Most highly competitive athletes want to win on their own terms. Remember when Canadian sprinter Donovan Bailey defeated American sprinter Michael Johnson at the Skydome in 1997? Johnson pulled up, apparently injured, and the first thing Bailey yelled after he won the race was that Johnson chickened out and faked that he was hurt when he realized that he was being beaten.
So that’s what I think was up in Turkey yesterday. Lewis Hamilton and Jenson Button finished first and second, instead of third and fourth, not because they were better racers on this day but because of what happened between the Red Bull drivers.
That’s why they weren’t particularly excited. They lucked into it.
(Or else there's something going on at McLaren that we don't know about - yet.)
– Hey, wasn’t that fantastic racing between Button and Hamilton – until the team told them to lay off? Button caught Hamilton at just about the same place Vettel pulled even with Webber. Button passed Hamilton going into the corner and then Hamilton retook the lead several corners later. Great stuff!

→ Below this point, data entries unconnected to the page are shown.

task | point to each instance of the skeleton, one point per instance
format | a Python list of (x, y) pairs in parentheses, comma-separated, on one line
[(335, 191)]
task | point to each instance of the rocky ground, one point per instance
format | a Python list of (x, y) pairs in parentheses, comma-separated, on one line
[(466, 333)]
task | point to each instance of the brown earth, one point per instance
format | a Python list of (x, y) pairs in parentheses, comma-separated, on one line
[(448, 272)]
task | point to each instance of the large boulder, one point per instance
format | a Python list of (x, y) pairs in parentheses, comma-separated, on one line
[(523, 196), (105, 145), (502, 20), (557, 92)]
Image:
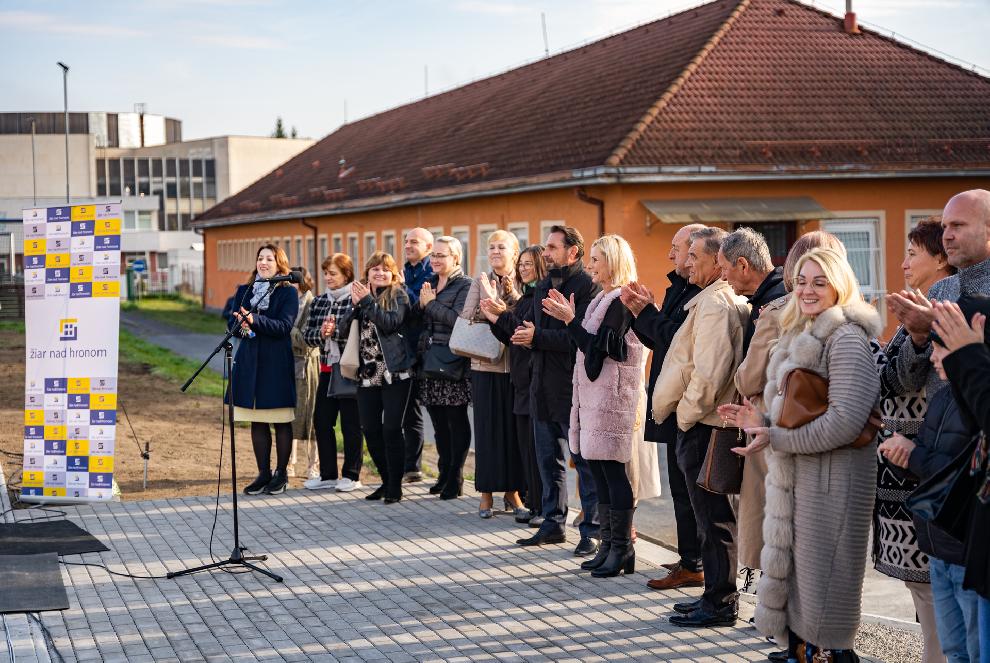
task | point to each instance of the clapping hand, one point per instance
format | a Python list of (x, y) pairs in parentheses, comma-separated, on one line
[(557, 306), (897, 450), (358, 292), (913, 311), (328, 326), (492, 308), (523, 335), (426, 294), (950, 325), (635, 297)]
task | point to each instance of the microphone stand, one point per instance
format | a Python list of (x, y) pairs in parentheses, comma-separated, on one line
[(237, 557)]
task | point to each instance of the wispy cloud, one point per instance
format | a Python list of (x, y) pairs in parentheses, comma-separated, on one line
[(46, 23), (492, 7)]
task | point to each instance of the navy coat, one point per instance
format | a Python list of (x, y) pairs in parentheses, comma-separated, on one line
[(264, 373)]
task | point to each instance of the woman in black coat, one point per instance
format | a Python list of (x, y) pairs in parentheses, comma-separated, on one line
[(382, 308), (447, 395), (263, 382), (529, 270)]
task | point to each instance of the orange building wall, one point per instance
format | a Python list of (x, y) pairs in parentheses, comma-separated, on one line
[(892, 200)]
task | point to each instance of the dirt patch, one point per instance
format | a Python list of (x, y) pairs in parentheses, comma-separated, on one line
[(183, 433)]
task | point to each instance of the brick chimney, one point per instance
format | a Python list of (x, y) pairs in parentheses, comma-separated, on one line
[(849, 24)]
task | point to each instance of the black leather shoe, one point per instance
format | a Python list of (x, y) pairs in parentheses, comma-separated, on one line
[(276, 486), (586, 546), (544, 537), (258, 485), (704, 618), (687, 607)]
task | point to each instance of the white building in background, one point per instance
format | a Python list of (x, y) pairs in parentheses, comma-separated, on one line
[(139, 159)]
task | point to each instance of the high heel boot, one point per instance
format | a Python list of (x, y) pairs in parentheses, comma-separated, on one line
[(621, 555), (605, 519)]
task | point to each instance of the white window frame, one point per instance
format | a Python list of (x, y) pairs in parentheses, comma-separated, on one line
[(466, 257), (874, 222), (515, 226), (482, 231), (395, 246)]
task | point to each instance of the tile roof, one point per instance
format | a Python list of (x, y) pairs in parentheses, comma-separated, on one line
[(738, 85)]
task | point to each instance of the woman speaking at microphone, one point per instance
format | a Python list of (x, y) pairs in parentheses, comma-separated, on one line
[(263, 384)]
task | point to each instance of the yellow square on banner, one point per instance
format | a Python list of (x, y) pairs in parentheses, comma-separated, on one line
[(77, 448), (33, 479), (101, 464), (34, 247), (106, 288), (57, 260), (108, 227), (78, 385), (103, 402), (83, 212), (81, 274)]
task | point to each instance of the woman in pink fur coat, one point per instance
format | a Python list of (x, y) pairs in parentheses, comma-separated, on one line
[(608, 379)]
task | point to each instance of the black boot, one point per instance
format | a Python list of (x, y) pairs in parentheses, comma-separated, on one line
[(621, 556), (604, 518), (259, 484)]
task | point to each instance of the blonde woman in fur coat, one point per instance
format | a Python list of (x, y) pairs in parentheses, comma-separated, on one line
[(608, 383), (820, 491)]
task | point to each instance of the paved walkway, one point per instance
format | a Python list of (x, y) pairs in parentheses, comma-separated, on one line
[(421, 580)]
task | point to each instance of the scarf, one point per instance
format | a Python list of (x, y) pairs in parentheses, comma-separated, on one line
[(332, 347)]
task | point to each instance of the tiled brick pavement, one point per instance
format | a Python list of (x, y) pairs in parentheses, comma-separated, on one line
[(420, 580)]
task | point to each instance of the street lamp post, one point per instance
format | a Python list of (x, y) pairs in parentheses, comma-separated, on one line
[(65, 99)]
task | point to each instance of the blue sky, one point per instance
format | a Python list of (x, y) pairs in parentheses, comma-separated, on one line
[(232, 66)]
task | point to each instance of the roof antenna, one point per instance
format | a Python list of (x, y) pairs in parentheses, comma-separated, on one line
[(546, 39)]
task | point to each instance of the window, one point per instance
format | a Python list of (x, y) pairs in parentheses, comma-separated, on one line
[(370, 244), (521, 231), (353, 250), (464, 236), (388, 243), (862, 240)]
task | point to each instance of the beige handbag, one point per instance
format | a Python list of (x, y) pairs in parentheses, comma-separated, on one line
[(475, 340), (350, 358)]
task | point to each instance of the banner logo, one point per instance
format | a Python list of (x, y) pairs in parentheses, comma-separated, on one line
[(67, 329)]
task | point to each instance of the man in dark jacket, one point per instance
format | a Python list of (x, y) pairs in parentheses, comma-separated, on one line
[(417, 271), (550, 390), (656, 327), (745, 262)]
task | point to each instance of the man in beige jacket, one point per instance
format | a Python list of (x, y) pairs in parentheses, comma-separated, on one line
[(696, 377)]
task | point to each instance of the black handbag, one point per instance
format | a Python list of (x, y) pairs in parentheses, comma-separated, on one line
[(721, 472), (946, 498), (341, 387), (442, 364)]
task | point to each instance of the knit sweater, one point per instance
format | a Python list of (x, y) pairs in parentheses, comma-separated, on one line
[(819, 491)]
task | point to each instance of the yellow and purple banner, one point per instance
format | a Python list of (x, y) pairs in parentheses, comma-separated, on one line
[(72, 318)]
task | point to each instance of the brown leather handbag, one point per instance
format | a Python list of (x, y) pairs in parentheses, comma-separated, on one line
[(806, 398)]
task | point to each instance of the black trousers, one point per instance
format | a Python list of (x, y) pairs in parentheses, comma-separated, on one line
[(453, 431), (688, 540), (534, 485), (412, 431), (715, 520), (324, 417), (612, 484), (381, 409)]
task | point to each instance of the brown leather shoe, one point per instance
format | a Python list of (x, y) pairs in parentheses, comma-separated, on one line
[(678, 577)]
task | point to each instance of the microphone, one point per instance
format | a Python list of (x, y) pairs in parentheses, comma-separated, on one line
[(291, 277)]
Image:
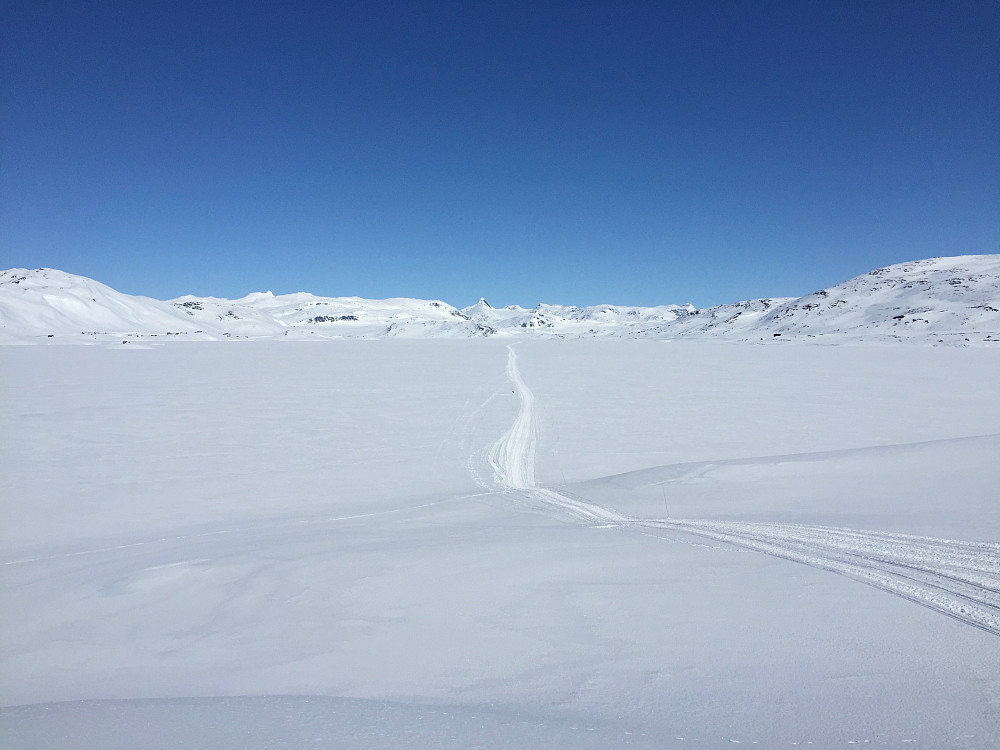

(Theory No. 2 about the subduedness . . . perhaps Button and Hamilton wanted to keep racing each other until McLaren told them to stop. . . )
– The top four were eight seconds ahead of everybody else after 10 laps. Watching top-of-the-mountain racing drivers is like watching the top pro golfers: they do it (drive the car, hit the ball) again and again exactly the same way – which is why the rest of us aren’t in F1 or on the PGA Tour.
– Michael Schumacher finished fourth but was never really a candidate for the podium. But he’s getting there.
– When Vettel made his way back to the pits and then emerged from the Red Bull compound to meet the media, he was surrounded by dozens of reporters, photographers and camerapeople, all crammed in like bees in a hive.
The leaders of the G20 meeting in Toronto in a few weeks should be as lucky. . .
– Pussycat Doll Nicole Sherzinger won TV’s "Dancing With The Stars" on Tuesday night and was very evident in the McLaren garage, cheering on boyfriend L. Hamilton, who also came out a winner this week, which is a good thing.
Better to have two winners in an ego-filled household than a winner and a loser, I say.
– Finally, Fernando Who?
(P.S. Just to wrap up the weekend, Donnie Shatz held of Joey Saldana to win the World of Outlaws feature Saturday night at the Dirt Track at Charlotte Motor Speedway. And Daniel Morad of Markham scored his second fifth-place finish in the GP3 Series support race at the Turkish GP. Robert Wickens of Guelph and Toronto had another miserable day, finishing well back in the pack.)